Endhered patterns in matchings and RNA
Célia Biane, Greg Hampikian, Sergey Kirgizov, Khaydar Nurligareev
TL;DR
The paper defines endhered patterns in matchings and analyzes their distribution for size-2 and size-3 patterns, establishing equidistribution under endhered twists and deriving recurrences, exponential generating functions, and asymptotics that include a Poisson limit for size-2 patterns. It then compares these theoretical results to native RNA secondary structures with pseudoknots, showing that such patterns are relatively rare in real data and that reducing to RNA shapes clarifies pattern presence.
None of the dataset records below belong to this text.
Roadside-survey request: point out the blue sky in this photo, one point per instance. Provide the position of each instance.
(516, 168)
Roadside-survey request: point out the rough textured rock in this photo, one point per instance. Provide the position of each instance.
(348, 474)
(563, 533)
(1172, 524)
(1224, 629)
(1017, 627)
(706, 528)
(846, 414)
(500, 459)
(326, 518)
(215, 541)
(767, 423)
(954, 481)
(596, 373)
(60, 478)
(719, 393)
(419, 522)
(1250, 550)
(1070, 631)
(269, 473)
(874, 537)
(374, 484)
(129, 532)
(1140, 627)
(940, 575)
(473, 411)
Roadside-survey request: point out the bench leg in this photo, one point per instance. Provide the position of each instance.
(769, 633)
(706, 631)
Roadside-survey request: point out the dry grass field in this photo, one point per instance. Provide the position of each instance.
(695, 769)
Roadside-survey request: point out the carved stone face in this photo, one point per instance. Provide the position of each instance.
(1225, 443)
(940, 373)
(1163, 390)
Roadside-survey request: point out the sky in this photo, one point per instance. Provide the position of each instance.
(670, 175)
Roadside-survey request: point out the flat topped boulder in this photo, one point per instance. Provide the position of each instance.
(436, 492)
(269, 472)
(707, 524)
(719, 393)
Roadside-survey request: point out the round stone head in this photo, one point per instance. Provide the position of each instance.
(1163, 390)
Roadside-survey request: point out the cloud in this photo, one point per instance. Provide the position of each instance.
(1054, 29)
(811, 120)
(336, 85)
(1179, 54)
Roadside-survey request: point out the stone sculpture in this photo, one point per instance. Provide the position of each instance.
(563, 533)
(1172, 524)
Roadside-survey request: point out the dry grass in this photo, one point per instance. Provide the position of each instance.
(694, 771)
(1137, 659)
The work highlights a notable gap between unrestricted combinatorial models and empirical RNA patterns, suggesting the need for pattern-based constraints to better capture RNA folding and pseudoknot biology, and outlines directions for extending the approach to more complex patterns and datasets.
Abstract
An endhered (end-adhered) pattern is a subset of arcs in matchings, such that the corresponding starting points are consecutive and the same holds for the ending points. Such patterns are in one-to-one correspondence with the permutations. We focus on the occurrence frequency of such patterns in matchings and native (real-world) RNA structures with pseudoknots. We present combinatorial results related to the distribution and asymptotic behavior of the pattern 21, which corresponds to two consecutive base pairs frequently encountered in RNA, and the pattern 12, representing the archetypal minimal pseudoknot. We show that in matchings these two patterns are equidistributed, which is quite different from what we can find in native RNAs. We also examine the distribution of endhered patterns of size 3, showing how the patterns change under the transformation called endhered twist. Finally, we compute the distributions of endhered patterns of size 2 and 3 in native secondary RNA structures with pseudoknots and discuss possible outcomes of our study.